Many schemes towards the higher end of the market, in terms of cost and return objectives, are employing third-party managers to determine their asset mix in search of long-term returns.
Molson Coors' plan stats
1,900 members
Approximately £40m assets under management
Source: NAPF report
“Part of the objective... is to lessen the exposure to declining markets by reducing holdings in the declining asset class prior to, or early during a decline – meaning there is more money to invest when the market heads upwards again,” said a spokesperson for the brewer.
A dynamically managed default fund would allow members that did not make an active investment decision to maximise retirement incomes, the spokesperson added.
In the asset allocation throughout the growth phase the default is actively managed and in normal market conditions there is a target allocation of 50 per cent to a diversified growth fund with the rest in equities, according to the National Association of Pension Funds’ Default Fund Design and Governance in DC Pensions report last week.
The fund has a tailored derisking phase, which can begin from five years prior to retirement, with a reduction in equity exposure and the introduction of gilts and cash.

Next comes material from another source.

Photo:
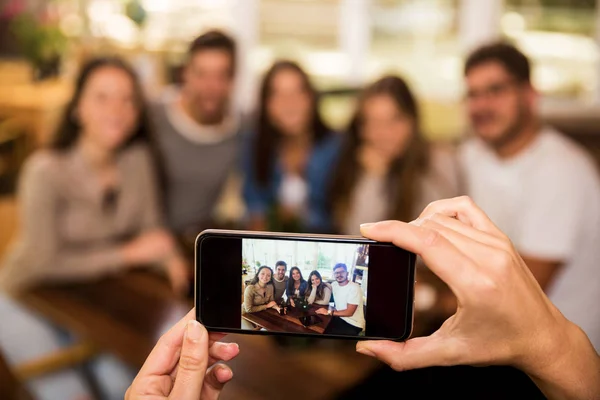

Stephen Budge, head of defined contribution investment at KPMG, said active management of asset allocation in the growth phase was common, but was becoming more common in target date funds coming to market.
Some TDFs are taking a more active approach in managing between the periods of growth and pre-retirement to make the process more fluid, rather than taking a default lifestyle strategy, which can be more mechanistic.
Monitoring performance
However, dynamic asset allocation introduces a new element of risk and it is uncertain whether it will add value to members’ funds.
“From a governance point of view, the person needs to be able to do a better job,” said Budge.
This means monitoring the manager or provider making investments is key to ensuring the scheme is performing better than it would under a lifestyle strategy.
We are also starting to see dynamic asset allocation in target date funds coming to market
Mercer, manager of Molson Coors’ default fund, has discretion to change the underlying fund managers if they wish, according to the report.
The sponsor also reserves the right to bring in a third-party adviser to conduct a review and benchmarking exercise to evaluate Mercer’s approach against the market on a rolling three to five-year basis, the report states.
However, the company said that with more time and unlimited budget to redesign their default arrangements, they would have liked to have conducted a wider market review, with more regular monitoring.
Nico Aspinall, head of UK DC investment consulting at Towers Watson, said schemes should monitor whether the provider they have chosen has had any changes in management and whether they are using the same market metrics to decide if changes should be made to the portfolio.
“Look at the decisions the manager has made, the points at which they have changed the portfolio. You can look at those decisions compared to what the portfolio used to look like and say, ‘Is it better as a result?’ either in out-and-out returns or potentially in risk or volatility,” said Aspinall.
“This is where DC becomes quite an interesting set of issues because potentially it’s not capital volatility you should be monitoring, it’s much more pension outcome,” he added.